Section 18.5. The Risk of Biological Hacking

18.5. The Risk of Biological Hacking

Open source synthetic biology could result in a broad base of genomic skills in society and lead to low-cost gene-based commercial products. However, some people worry that convenient biological programming raises the chance that amateurs, hackers, or even terrorists will use the same tools to develop malicious genetic designs, either on purpose or by accident. While in silico genetic experimentation arguably poses little risk (the information remains within the digital domain), gaining access to synthetic DNA, or the equipment to make synthetic DNA, is not difficult, even for private individuals. The equipment for a functional DNA lab can be bought on eBay and would fit in a basement, kitchen, or garage. With the complete genomes for dozens of viruses publicly availableincluding Ebola, Marsburg, and SARSa biological incident involving a synthetic virus may be a matter of when, not if. The proof of concept has already been demonstrated: in 2002, researchers at SUNY Stony Brook assembled an infectious synthetic poliovirus using mail-order DNA fragments.

The threat of a carefully engineered bioweapon unlike anything found in nature is thus real and significant. A CIA document titled "The Darker Bioweapons Future" published in 2003 cites a panel of experts that note "the effects of some of these engineered biological agents could be worse than any disease known to man." This panel also noted that genomics is entering "an explosive growth phase" and that "the resulting wave of knowledge will evolve rapidly and be so broad, complex, and widely available to the public that traditional intelligence means for monitoring WMD development could prove inadequate." These warnings make clear that the consequences of hacking DNA can be greater than those of hacking computer code. DNA programs, if they are chemically synthesized, will share physical reality with us. If released into the environment, the genetic information cannot be easily deleted or traced. Unwanted genetic distribution is already a problem in agricultural biotechnology, underscoring the fact that this is not a purely theoretical problem. Additionally, unlike in the digital world, nature cannot be "rebooted" if we make a serious mistake or encounter unexpected problems.

Yet, despite these concerns, synthetic DNA itself does not pose a new risk to society or the environment. Conventional laboratory methods of mutating and selecting organisms for enhanced pathogenicity have existed for decades, suggesting that those intent on using organisms for malicious purposes are probably already well equipped to do so. Genetic engineering is too powerful a technology to banish or outlaw, and it is already too late to suppress synthetic technologies: the underlying chemistries have been available for more than 20 years. Synthetic DNA will act mainly as an innovative accelerant, affecting all biotechnological applications, positive or negative. With synthetic technologies, the appearance of designer pathogens tuned to defeat our immune systems will not appear overnight, but we can no longer risk being complacent. For maximum safety, we need to broadly foster genetic awareness and skills in society, if only to better deal with rapidly evolving natural threats like SARS, Asian bird flu, or West Nile virus.
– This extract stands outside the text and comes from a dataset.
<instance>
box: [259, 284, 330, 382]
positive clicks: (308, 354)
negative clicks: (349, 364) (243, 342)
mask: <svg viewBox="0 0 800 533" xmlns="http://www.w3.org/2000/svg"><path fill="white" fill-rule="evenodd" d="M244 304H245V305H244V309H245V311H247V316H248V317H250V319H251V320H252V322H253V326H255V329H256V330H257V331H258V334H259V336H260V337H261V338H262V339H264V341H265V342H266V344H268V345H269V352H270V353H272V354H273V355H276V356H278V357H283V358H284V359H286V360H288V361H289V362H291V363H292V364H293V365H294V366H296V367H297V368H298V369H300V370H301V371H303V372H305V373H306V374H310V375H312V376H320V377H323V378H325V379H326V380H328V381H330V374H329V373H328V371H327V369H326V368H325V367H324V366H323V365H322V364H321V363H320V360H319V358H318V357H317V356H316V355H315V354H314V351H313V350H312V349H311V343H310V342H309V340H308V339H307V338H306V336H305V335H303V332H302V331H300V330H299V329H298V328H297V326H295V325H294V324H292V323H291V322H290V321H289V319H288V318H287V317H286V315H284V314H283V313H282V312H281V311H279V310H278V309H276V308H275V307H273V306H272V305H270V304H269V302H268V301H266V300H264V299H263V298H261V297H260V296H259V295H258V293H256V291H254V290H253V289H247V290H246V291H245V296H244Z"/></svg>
This makes the decision of whether to support OSB a critical one that extends beyond IP or economics. OSB may prove necessary as a means to assimilate the body of genetic information as a whole, an inherent advantage unlikely to be matched by more focused proprietary groups. No one company has the resources to understand the full complexity of DNA, the most difficult programming language for humans to comprehend. Because we didn't create the language or the computing environment, we must reverse engineer our understandingtaking systems apart one organism at a time, one cell type at a time, and finally one gene at a time. Putting all this data together again to get the big picture is like making a giant jigsaw puzzle. It requires cooperation, not fragmentation, to get perspective. By this rationale, the use of open genomics may bring far greater safety and security to synthetics. It should minimize fundamental design errors while also maximizing the responsive capability to unexpected challenges, including natural and engineered threats. Open computer software is also widely regarded as being more secure and more adaptive to threats than proprietary offerings.